Lady Macbeth is one feisty character. She does not wait for things to fall into her lap, she takes matters into her own hands. She makes things happen. She knows what she wants and how to get it- at all cost. She is a very exciting character, very ambitious, ruthless and her morality leaves a lot to be desired. She did not think twice about plotting to murder King Duncan. She persuaded her husband to murder King Duncan by continuously questioning his manhood and capabilities, “Art thou afeard. To be the same in thine own act and valour. As thou art in desire? (Macbeth, I, vii)”.

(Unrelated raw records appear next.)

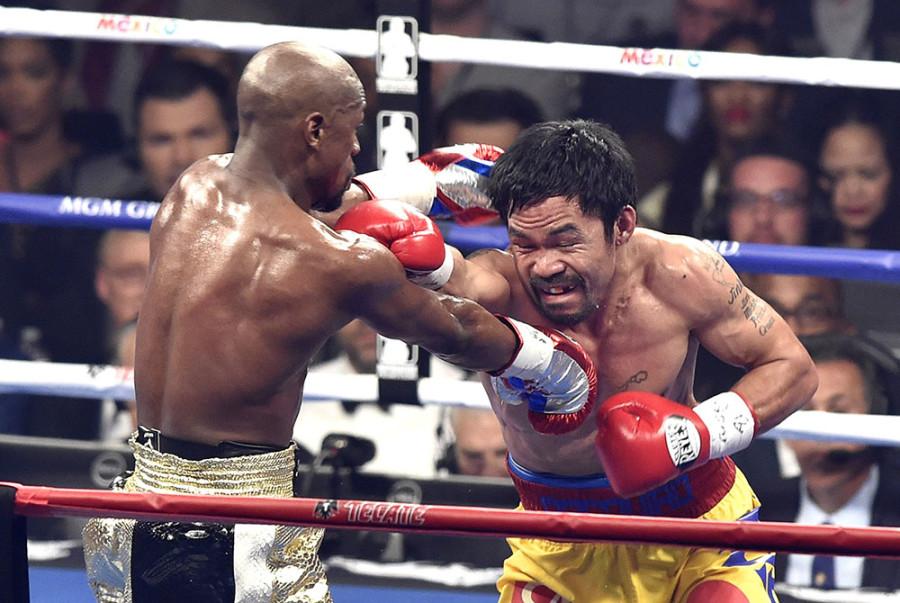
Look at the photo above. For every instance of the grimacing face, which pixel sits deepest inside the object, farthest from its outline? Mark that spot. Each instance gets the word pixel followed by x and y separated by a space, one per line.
pixel 562 258
pixel 340 146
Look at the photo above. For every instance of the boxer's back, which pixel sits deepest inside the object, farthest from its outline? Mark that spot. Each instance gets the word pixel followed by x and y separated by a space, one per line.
pixel 237 303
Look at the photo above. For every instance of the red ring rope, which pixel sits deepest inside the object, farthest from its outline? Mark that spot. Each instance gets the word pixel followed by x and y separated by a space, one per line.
pixel 570 527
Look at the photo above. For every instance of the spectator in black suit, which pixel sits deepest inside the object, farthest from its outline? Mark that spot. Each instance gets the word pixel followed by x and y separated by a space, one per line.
pixel 840 483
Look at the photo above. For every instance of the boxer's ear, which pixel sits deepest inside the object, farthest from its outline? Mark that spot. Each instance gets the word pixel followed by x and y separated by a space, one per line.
pixel 314 129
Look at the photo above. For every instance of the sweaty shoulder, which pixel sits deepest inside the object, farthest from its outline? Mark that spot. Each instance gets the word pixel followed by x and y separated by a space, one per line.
pixel 362 265
pixel 686 274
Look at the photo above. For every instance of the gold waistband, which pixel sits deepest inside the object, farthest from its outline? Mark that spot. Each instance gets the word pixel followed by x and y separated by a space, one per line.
pixel 270 474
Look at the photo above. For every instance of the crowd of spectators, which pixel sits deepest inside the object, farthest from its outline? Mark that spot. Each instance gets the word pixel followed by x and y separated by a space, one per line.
pixel 746 161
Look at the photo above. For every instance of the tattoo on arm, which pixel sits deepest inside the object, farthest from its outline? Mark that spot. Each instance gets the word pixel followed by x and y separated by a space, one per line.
pixel 715 265
pixel 638 377
pixel 757 312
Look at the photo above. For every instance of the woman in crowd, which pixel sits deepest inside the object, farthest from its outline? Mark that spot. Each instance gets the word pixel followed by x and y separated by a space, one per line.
pixel 857 172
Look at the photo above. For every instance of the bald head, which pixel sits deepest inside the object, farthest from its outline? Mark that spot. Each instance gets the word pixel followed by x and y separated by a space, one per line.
pixel 289 80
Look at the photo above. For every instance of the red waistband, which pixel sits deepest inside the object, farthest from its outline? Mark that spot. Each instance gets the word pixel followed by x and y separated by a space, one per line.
pixel 689 495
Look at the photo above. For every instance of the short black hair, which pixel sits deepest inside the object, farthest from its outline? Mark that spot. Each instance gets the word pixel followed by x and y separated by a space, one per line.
pixel 175 79
pixel 577 159
pixel 60 50
pixel 875 363
pixel 484 105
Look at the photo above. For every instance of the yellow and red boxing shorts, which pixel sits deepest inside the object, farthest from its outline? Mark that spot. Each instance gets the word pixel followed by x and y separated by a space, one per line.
pixel 544 571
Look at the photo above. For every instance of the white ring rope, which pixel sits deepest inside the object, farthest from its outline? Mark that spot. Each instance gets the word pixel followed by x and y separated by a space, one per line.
pixel 101 381
pixel 249 37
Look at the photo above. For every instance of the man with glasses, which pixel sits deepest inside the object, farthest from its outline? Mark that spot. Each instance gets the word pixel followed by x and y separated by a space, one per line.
pixel 767 197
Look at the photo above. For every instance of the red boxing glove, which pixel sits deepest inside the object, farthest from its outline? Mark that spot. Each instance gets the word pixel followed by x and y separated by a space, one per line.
pixel 644 440
pixel 409 234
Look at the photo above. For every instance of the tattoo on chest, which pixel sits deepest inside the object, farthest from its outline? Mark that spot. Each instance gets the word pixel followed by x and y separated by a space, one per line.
pixel 638 377
pixel 754 309
pixel 757 312
pixel 715 265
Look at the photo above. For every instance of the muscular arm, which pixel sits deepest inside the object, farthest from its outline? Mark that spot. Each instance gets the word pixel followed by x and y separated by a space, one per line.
pixel 484 277
pixel 458 330
pixel 353 197
pixel 740 328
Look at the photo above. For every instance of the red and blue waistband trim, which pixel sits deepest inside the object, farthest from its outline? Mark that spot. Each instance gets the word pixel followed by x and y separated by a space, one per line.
pixel 689 495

Her husband hesitated numerous times and almost did not push through with the plan but Lady Macbeth steely determination abets him to continue with the plan to commit crime. Sparknotes believes that Shakespeare uses the women to push Macbeth “undaunted mettle should compose / Nothing but males” (I.vii.73–74).
After the murder occurred, Lady Macbeth changes for the worst. Ambition blinded her before the murder but guilt defeated her after. She may be too ambitious but still her conscience bothers her. “A little water clears us of this deed: How easy is it, then!
(Macbeth, II, ii). Her life and her sanity slowly fall apart. Lady Macbeth’s guilt leads to her untimely demise as she commits suicide. A very tragic end triggered by one tragic night.